The question-method may be well supplemented by topical recitation, class discussion, citation of parallel passages, comparison with kindred poems and, under due precautions, the reading of criticisms. The committing a poem to memory, that its virtue may gradually distil into the mind and become a force in the unconscious life, is most desirable wherever it is possible to train the student to learn poetry by heart and not by rote. The slavish and mechanical engrossing of words, lines and stanzas upon some blank tablet of the brain, is of questionable benefit; but where the student is able to learn the poem as a poem, not as a column of verses, -to possess himself, by the powers of attention and analysis, of the sequence of events and grouping of images, remembering these in the poet's own language, because on trial he finds that language the most natural and best; this surpasses for poetic education every exercise that the ingenuity of teacher can devise.

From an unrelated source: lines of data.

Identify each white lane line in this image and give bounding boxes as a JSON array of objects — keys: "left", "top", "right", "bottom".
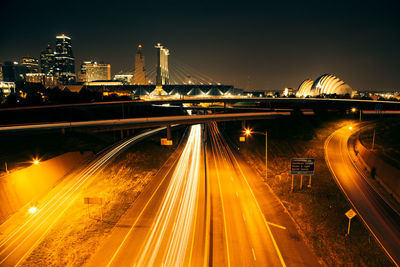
[
  {"left": 251, "top": 248, "right": 257, "bottom": 261},
  {"left": 267, "top": 222, "right": 286, "bottom": 230}
]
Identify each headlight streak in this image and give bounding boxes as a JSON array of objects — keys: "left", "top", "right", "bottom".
[
  {"left": 0, "top": 127, "right": 165, "bottom": 265},
  {"left": 137, "top": 125, "right": 201, "bottom": 266}
]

At all events, leave the student alone with the poet at

the first and at the last. Let him have his earliest reading of the poem with fresh, unprejudiced mind, and when teacher, classroom and critics have done their best and their worst with him, return him to the poet again. If possible, let a little time intervene, and then let the poem be read aloud before the class; or, better still, recited by some one who has entered deeply into its spirit, and whose voice is musical and expressive. So will the first impression be intensified, and the seedsowing of analysis and criticism be harvested in a richer renewal of poetic sympathy. For poetry is not knowledge to be apprehended; it is passion to be felt, -passion for the truth revealed in beauty, and for the hinted truth too beautiful to be revealed.